Les maçonneries britannique et américaine connaissent un grade de Knight Templar attesté dès les années 1760. On considère en général que l’Irlande a joué un rôle majeur dans l’apparition et la propagation du Knight Templar dans la maçonnerie anglo-saxonne. La simple lecture du texte montre toute la distance qui sépare le Knight Templar du Chevalier Kadosh et des autres grades templiers continentaux. Première surprise, il n’est fait aucune référence à l’Ordre du Temple et au destin tragique de Jacques de Molay  si important dans les rituels continentaux  dans ce rituel. Les Templiers n’apparaissent en fait que… dans le nom du grade et dans son iconographie ! La cérémonie elle-même consiste surtout en un adoubement chevaleresque dans une ambiance très chrétienne.

La stricte observance germanique

L’Allemagne va voir naître une des branches les plus étonnantes de la Maçonnerie templière. Au tout début des années 1750, à Kittlitlz, dans la région de Dresde, de jeunes aristocrates et des militaires fondent, autour de Karl von Hund qui en sera le principal animateur, la « Stricte Observance » Templière. Mais von Hund et les titres dont il se réclame vont faire l’objet de vives controverses. A l’initiative des Français réunis autour du lyonnais Jean-Baptiste Willermoz, le convent de Wilhelmsbad renonce en 1782, mais en des termes assez ambigus, à revendiquer une filiation historique avec l’Ordre du Temple. La Stricte Observance périclita à la fin des années 1780. La branche française opère une profonde réforme et transforme la Stricte Observance en un Ordre de chevalerie chrétien avec une forte dimension théosophique sous les noms de Régime Écossais Rectifié et Ordre des Chevaliers Bienfaisants de la Cité Sainte.

Le rite suédois

Le Rite Suédois est la quatrième grande branche de la Maçonnerie templière. Le système est fixé sous la direction attentive de Charles de Sudermanie, tout au long des années 1770 avec une forte dimension templière. Un émissaire des dignitaires suédois arrache même à la fin de sa vie au vieux « jeune prétendant », Bonnie Prince Charlie, un document affirmant que les Stuarts sont effectivement les Grands Maîtres secrets de la Maçonnerie templière et qu’ils transmettent cette dignité aux dirigeants de la « IXe province », c’est-à-dire au Grand Maître de la Maçonnerie suédoise. Le Rite Suédois est très actif jusqu’à nos jours et s’est implanté dans les différents pays scandinaves et dans le Nord de l’Allemagne.

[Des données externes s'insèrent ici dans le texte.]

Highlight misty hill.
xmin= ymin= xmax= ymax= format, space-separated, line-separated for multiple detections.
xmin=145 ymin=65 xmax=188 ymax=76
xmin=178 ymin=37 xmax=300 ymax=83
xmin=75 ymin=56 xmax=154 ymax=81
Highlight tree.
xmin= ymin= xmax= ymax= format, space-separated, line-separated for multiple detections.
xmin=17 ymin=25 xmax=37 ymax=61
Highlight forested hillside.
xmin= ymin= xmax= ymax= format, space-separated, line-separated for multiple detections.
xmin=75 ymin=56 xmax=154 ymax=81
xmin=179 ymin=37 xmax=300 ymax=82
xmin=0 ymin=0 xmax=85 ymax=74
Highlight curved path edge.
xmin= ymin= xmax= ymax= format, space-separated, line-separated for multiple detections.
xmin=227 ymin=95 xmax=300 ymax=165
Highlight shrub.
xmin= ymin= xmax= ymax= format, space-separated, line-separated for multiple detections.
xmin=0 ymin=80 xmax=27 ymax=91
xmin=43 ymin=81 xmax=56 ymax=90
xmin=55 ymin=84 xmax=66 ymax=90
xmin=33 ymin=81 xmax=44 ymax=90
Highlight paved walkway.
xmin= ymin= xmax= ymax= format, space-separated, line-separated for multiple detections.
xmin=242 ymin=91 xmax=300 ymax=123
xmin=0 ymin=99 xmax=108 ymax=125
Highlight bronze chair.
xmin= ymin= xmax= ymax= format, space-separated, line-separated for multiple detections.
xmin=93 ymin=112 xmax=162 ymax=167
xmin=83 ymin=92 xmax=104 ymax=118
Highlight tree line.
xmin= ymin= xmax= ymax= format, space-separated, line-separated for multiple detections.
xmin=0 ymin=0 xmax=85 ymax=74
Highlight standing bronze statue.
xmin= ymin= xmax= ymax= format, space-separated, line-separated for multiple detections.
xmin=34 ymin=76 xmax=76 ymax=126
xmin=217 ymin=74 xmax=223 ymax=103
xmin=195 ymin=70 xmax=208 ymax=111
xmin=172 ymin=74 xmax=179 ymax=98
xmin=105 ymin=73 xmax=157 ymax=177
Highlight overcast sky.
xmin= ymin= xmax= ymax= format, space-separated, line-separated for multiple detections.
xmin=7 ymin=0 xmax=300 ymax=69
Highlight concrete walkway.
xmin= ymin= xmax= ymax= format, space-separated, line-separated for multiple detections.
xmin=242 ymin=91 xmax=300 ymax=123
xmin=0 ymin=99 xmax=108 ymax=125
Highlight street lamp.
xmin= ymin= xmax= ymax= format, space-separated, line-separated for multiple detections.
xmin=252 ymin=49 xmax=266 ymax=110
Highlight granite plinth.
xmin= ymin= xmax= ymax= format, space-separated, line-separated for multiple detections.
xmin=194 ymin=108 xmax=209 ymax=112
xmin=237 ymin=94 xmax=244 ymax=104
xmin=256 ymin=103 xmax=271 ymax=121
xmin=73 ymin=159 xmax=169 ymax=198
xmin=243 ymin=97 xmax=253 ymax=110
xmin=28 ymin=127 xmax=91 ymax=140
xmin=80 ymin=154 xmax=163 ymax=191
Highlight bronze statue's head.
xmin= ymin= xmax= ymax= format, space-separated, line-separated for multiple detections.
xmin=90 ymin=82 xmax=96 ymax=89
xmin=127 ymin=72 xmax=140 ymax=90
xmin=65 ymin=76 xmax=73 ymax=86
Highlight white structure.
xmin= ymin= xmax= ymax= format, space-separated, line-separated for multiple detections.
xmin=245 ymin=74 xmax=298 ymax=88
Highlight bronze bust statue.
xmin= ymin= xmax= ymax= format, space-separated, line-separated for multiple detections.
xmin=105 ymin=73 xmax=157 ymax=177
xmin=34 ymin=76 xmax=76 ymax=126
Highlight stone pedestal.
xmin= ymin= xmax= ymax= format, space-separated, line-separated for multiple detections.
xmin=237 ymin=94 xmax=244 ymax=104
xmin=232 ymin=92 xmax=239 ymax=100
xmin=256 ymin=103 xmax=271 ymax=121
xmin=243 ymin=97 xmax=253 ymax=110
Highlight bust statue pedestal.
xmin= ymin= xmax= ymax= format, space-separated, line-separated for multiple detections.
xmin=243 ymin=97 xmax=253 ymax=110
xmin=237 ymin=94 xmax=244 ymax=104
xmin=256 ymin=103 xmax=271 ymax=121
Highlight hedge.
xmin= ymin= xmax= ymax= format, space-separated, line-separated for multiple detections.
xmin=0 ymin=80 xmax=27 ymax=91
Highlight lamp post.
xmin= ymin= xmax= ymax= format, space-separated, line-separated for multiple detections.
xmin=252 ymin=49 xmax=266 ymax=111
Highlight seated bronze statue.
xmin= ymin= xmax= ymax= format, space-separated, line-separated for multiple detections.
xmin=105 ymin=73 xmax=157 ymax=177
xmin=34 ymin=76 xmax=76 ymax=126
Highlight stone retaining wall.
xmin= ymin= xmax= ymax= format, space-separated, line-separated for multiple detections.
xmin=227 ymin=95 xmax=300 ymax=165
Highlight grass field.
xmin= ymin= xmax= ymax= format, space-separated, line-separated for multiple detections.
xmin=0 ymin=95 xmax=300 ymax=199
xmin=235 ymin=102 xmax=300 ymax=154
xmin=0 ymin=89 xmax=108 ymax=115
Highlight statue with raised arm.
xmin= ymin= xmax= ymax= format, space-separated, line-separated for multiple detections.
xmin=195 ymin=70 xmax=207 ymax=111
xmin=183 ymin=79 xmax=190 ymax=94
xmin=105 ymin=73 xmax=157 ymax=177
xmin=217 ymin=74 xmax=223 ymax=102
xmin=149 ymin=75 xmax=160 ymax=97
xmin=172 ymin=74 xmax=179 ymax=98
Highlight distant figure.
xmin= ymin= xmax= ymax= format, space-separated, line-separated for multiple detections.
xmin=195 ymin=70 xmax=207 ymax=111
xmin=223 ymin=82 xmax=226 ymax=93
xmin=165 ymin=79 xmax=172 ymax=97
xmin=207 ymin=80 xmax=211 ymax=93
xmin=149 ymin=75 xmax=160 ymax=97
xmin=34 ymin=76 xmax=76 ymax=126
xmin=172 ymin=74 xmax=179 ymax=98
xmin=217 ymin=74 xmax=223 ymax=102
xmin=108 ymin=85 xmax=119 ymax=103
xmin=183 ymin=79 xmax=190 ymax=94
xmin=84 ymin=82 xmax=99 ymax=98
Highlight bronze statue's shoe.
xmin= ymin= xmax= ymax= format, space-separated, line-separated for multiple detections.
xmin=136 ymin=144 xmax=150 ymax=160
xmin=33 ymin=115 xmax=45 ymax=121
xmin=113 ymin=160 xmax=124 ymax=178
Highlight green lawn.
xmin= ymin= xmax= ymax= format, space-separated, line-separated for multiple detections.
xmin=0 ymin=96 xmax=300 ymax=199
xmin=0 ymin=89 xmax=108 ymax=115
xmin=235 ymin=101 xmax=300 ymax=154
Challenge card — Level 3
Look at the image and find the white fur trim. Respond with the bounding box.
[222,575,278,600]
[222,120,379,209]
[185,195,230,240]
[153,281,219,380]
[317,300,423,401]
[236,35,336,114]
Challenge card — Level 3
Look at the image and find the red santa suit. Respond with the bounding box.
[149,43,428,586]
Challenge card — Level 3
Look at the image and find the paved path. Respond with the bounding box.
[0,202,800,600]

Prestige d’un Ordre illustre et hérésie supposée de chevaliers familiers de l’Orient mystérieux, la rencontre inattendue mais historique de ces deux traits singuliers aura fait des Templiers les hérauts de la gnose renaissante. Les grades templiers de la franc-maçonnerie servirent donc de cadre et de support à ces  « connaissances précieuses et secrètes » qui  paradoxe du XVIIIe siècle fascinaient l’homme des Lumières, critique vis-à-vis des institutions religieuses mais frustré par l’émergence du rationalisme moderne. « Une idée fausse est un fait réel », disent les historiens. Peu importe que la survivance des Templiers soit, ou non, une légende. En marge de l’orthodoxie des Eglises et de l’histoire profane, la filiation templière a créé un lieu accueillant aux spéculations les plus diverses. Les mêmes causes produisant les mêmes effets, depuis trois siècles, dans la littérature ou dans les mouvements ésotériques, les Templiers abritent dans les plis de leur grand manteau, pour le meilleur ou parfois pour le pire la « queste » des hommes qui, aujourd’hui comme hier, se sentent étrangers dans un monde trop profane.

Bibliographie :

Alain Demurger, Vie et mort de l’Ordre du Temple 1118-1314, Édition du Seuil, Paris, 1989.

Pierre Mollier, La Chevalerie Maçonnique : Franc-maçonnerie, imaginaire chevaleresque et légende templière au siècle des Lumières, Éditions Dervy, Paris, 2005.